Enfin, la question de savoir où sont disponibles ces explications est importante. Bien souvent, les explications sont décorrélées de l’outil lui-même, à la manière d’un mode d’emploi papier pour une machine électronique. Les explications sont trop souvent encore à aller les chercher à côté des systèmes. Il faut aller les trouver dans une nasse d’information complexe ou dans des documents extérieurs aux outils eux-mêmes. Elles sont rarement là où on en a besoin, au coeur des interfaces qu’on explore et qu’on ne comprend pas. La plateforme Données & Design de la Cnil
donne un exemple parlant d’information contextualisée intégrée au parcours utilisateur : chaque demande d’information relative aux données personnelles lors du parcours d’inscription est explicite.

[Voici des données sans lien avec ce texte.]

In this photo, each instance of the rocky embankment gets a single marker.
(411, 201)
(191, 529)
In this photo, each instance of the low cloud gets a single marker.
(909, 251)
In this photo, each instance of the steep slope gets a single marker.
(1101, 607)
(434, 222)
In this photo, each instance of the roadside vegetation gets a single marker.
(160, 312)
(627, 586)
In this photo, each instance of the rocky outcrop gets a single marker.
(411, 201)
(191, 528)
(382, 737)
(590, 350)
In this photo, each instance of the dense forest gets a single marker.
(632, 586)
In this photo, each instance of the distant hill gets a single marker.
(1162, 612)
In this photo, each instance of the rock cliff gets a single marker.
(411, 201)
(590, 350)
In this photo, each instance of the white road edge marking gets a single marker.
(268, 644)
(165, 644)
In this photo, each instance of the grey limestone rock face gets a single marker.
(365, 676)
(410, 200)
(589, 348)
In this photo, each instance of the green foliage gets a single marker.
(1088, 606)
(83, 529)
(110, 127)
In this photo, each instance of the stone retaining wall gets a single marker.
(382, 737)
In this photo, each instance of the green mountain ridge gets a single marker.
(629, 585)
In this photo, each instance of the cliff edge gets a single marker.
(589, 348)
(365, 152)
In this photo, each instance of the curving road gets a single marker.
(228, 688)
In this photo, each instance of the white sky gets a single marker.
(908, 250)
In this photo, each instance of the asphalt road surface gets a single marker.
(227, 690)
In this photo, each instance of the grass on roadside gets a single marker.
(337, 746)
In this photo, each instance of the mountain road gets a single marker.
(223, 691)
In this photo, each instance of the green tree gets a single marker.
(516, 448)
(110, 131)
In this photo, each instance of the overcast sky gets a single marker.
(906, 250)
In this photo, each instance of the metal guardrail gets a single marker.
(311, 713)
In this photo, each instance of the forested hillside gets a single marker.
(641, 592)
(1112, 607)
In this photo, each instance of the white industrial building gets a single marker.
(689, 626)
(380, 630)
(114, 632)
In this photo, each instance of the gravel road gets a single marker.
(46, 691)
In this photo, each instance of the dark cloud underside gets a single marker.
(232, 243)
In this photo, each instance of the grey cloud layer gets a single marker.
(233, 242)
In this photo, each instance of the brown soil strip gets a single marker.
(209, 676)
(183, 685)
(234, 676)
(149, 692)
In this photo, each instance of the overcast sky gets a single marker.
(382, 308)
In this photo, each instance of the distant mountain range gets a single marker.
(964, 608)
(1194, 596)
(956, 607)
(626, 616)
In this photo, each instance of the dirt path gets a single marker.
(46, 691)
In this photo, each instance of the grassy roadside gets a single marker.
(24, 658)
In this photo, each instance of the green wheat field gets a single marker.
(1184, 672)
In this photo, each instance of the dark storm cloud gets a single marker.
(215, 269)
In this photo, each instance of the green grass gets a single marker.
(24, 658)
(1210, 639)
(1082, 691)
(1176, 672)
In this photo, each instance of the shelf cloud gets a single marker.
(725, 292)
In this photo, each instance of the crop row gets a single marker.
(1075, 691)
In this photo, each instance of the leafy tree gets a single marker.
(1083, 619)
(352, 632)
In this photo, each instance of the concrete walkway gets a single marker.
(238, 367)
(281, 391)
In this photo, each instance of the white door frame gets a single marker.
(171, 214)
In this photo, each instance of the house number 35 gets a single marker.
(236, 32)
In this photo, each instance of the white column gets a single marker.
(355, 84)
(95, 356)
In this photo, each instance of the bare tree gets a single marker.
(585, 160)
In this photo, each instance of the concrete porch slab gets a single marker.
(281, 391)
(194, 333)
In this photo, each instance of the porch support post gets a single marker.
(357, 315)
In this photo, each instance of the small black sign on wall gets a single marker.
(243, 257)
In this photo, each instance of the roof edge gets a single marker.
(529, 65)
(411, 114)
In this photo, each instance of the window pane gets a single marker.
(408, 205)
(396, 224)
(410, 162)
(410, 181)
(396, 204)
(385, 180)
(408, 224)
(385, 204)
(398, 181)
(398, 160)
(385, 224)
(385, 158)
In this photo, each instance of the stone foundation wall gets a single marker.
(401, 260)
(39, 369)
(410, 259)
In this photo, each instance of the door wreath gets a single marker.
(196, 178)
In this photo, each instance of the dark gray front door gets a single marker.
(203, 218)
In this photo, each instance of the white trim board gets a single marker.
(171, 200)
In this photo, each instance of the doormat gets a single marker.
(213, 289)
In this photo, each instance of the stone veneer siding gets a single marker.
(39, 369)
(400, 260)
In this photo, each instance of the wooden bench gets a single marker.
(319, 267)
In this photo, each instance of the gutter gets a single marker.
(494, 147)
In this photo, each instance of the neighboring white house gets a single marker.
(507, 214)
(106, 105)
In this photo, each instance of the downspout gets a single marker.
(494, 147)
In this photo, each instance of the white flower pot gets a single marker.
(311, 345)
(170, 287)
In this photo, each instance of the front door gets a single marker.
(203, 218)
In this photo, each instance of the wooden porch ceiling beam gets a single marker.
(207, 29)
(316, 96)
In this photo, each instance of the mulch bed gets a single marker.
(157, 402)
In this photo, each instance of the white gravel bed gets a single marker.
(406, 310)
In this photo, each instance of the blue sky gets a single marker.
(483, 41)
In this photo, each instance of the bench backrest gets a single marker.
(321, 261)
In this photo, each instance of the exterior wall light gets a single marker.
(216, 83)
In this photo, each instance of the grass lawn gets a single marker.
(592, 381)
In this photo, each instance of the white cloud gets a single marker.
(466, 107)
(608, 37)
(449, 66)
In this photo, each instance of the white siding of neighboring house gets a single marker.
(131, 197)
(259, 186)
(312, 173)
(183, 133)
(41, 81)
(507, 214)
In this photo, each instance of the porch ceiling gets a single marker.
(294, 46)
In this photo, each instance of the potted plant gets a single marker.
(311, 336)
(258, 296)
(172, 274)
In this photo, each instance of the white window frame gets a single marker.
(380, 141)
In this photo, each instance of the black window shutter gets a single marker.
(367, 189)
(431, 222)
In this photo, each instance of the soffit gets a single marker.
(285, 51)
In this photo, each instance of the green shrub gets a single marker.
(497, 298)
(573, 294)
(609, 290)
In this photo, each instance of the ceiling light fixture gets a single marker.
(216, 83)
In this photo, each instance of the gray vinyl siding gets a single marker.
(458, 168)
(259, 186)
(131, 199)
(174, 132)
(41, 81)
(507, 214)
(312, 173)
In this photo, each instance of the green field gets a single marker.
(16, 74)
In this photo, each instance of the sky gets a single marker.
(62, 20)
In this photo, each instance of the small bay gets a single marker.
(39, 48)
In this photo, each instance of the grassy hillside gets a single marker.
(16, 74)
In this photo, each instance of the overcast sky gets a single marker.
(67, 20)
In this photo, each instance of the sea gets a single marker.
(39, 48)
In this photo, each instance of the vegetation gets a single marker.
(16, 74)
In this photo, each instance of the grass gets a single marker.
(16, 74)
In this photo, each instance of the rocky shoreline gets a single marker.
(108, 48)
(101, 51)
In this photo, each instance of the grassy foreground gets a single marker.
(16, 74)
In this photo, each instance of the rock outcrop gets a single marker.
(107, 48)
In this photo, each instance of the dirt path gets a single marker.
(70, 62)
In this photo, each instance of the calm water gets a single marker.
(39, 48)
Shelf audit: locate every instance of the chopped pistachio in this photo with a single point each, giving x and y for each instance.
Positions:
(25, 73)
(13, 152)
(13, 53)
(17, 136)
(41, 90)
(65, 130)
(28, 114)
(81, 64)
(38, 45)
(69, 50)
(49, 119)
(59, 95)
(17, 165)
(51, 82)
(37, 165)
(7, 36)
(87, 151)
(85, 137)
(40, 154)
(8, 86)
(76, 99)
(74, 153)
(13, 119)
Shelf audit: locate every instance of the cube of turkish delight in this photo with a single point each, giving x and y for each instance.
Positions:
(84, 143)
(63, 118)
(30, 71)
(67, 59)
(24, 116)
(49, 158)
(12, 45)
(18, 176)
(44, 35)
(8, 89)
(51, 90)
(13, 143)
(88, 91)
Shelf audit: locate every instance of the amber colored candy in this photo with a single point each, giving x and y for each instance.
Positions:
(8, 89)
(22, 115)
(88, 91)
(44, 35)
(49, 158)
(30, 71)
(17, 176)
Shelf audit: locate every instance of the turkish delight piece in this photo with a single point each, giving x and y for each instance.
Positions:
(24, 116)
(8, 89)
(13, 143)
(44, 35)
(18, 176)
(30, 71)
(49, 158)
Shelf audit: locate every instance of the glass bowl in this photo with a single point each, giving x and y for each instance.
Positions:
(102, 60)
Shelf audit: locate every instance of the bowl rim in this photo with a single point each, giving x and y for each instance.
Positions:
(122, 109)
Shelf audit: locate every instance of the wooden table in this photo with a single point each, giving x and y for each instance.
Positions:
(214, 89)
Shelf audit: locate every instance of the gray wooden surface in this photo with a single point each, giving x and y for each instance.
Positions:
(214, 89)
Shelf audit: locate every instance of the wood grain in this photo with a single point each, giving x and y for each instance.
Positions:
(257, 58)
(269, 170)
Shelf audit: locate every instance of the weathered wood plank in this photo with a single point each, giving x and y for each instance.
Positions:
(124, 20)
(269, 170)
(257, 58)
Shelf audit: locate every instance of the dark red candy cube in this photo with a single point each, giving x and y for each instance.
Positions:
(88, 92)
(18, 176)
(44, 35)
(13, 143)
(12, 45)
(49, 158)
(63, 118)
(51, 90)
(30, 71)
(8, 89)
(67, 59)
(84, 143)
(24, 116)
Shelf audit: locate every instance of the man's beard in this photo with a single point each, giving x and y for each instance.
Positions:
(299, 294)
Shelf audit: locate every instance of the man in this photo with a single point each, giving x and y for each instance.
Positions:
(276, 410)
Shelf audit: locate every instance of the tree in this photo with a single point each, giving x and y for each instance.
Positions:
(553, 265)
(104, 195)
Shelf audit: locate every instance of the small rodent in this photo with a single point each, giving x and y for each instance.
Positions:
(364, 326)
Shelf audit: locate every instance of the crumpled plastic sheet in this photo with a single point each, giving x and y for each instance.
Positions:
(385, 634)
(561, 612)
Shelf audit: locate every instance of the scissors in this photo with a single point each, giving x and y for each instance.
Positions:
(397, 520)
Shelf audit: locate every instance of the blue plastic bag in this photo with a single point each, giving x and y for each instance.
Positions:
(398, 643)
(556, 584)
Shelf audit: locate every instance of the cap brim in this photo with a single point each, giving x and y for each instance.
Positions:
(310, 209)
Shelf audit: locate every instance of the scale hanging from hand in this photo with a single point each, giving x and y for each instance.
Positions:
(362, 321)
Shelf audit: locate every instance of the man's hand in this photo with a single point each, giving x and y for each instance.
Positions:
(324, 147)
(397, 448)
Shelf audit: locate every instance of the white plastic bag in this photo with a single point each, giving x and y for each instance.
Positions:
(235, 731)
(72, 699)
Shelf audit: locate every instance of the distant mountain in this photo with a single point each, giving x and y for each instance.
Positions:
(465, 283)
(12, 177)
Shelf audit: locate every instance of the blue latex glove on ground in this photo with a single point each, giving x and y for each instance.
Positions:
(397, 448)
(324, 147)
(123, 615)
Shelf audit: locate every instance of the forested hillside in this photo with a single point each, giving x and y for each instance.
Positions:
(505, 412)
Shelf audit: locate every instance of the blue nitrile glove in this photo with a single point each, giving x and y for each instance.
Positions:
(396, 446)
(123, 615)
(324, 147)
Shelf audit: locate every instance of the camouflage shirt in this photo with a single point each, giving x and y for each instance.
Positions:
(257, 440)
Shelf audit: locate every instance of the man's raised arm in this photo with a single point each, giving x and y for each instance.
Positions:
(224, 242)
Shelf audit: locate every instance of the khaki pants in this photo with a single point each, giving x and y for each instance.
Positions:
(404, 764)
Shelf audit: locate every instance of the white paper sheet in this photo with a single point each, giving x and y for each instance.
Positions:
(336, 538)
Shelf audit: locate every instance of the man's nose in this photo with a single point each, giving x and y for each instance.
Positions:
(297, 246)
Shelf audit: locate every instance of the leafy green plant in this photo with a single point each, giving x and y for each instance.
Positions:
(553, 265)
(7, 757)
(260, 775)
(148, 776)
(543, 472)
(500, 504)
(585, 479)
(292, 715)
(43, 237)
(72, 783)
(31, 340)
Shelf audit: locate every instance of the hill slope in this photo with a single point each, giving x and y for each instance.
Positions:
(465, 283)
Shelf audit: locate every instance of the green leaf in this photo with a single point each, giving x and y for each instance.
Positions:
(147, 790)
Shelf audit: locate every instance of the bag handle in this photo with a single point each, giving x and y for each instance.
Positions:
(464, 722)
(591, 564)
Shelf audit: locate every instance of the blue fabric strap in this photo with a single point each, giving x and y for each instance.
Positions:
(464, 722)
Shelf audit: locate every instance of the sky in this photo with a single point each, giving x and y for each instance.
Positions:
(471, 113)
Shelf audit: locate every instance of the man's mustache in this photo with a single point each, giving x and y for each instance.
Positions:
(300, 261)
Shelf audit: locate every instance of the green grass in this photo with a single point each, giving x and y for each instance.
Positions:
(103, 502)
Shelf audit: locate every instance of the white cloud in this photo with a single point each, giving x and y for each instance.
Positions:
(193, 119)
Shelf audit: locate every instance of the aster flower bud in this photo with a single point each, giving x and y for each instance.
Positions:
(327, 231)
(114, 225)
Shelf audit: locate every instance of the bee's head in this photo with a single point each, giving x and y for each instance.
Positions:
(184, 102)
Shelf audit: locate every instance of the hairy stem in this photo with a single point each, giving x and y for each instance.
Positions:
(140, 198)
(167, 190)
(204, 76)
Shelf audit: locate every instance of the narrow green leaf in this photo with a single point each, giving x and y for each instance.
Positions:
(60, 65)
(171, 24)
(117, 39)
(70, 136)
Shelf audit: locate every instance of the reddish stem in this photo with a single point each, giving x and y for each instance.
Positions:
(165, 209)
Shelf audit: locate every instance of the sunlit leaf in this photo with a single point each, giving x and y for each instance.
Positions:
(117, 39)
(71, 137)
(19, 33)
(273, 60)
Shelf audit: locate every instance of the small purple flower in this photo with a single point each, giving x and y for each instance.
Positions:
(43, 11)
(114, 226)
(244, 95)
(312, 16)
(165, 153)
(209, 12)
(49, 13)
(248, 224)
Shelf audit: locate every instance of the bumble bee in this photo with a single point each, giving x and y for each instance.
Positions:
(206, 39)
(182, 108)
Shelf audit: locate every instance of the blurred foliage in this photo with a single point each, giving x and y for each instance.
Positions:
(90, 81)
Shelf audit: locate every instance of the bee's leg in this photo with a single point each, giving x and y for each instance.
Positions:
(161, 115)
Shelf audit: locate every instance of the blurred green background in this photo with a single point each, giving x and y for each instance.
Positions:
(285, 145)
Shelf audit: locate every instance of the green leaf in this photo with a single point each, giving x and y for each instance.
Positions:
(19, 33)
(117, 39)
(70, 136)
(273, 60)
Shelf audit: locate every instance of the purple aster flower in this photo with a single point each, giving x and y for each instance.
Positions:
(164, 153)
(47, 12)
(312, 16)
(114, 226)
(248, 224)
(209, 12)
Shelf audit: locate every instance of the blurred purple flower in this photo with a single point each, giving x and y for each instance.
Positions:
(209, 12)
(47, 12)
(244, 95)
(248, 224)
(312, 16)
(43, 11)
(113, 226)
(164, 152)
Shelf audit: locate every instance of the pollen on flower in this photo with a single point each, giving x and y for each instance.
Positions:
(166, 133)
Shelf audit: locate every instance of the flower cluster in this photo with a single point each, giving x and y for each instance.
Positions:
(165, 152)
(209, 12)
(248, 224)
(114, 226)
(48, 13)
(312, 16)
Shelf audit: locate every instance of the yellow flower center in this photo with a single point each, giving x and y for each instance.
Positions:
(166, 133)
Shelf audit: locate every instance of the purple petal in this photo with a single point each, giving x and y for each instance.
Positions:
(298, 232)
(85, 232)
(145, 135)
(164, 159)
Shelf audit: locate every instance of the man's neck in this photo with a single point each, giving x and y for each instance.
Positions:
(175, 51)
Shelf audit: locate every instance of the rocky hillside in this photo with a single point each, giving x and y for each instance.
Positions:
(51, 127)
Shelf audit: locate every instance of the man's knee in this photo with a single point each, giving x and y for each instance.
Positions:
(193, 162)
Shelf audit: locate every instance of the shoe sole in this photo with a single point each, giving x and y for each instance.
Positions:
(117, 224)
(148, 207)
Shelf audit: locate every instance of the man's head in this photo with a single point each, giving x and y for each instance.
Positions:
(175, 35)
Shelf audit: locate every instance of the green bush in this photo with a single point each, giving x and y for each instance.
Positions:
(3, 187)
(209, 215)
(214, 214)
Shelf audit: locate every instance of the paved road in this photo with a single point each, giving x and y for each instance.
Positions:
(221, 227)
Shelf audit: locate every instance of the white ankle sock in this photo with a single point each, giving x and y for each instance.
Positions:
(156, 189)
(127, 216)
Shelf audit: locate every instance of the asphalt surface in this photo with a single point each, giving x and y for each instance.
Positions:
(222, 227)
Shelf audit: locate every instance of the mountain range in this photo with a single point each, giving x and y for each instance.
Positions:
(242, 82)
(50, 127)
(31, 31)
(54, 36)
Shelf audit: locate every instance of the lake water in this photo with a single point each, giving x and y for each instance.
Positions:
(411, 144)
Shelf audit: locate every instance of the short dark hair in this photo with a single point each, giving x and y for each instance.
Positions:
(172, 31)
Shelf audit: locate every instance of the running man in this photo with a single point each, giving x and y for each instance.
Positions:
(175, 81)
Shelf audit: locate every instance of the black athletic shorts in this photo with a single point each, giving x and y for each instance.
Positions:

À chaque étape de l’inscription, d’une interaction, des explications sont délivrées, exactement là où elles sont nécessaires.
Polysémiques, multifacettes, continues… : à quoi servent les explications ?
Expliquer semble simple. Mais comme on vient de la voir, à l’heure des systèmes techniques, l’explicabilité n’est pas seulement polysémique, elle est également multifacette.
Comme le soulignent Robert Hoffman, Shane Mueller et Gary Klein,
dans leur article « Explaining Explanation for « Explainable AI » », il est nécessaire d’interroger à quoi servent les explications, de comprendre ce qu’elles accomplissent, leur but. Ainsi, rappellent les chercheurs, l’explication est un processus continu. Fournir une explication n’est pas une fin en soi pas plus qu’il n’est une chose que l’on fait une fois pour toutes : cela ne consiste pas à fournir un matériel didactique plus ou moins satisfaisant. Une explication sert à créer de la confiance à toutes les étapes des interactions, ce qui signifie que l’utilisateur doit être capable d’explorer activement les choix dont il dispose et notamment les erreurs possibles.
L’explication est également un processus de co-adaptation : ce n’est pas seulement des instructions ou des informations qu’on délivre à une personne, c’est une collaboration entre celui qui explique, celui qui reçoit l’explication et le système. L’explication est par nature participante et par exemple, doit savoir s’adapter à ce que le destinataire comprend et même, idéalement, s’adapter en retour.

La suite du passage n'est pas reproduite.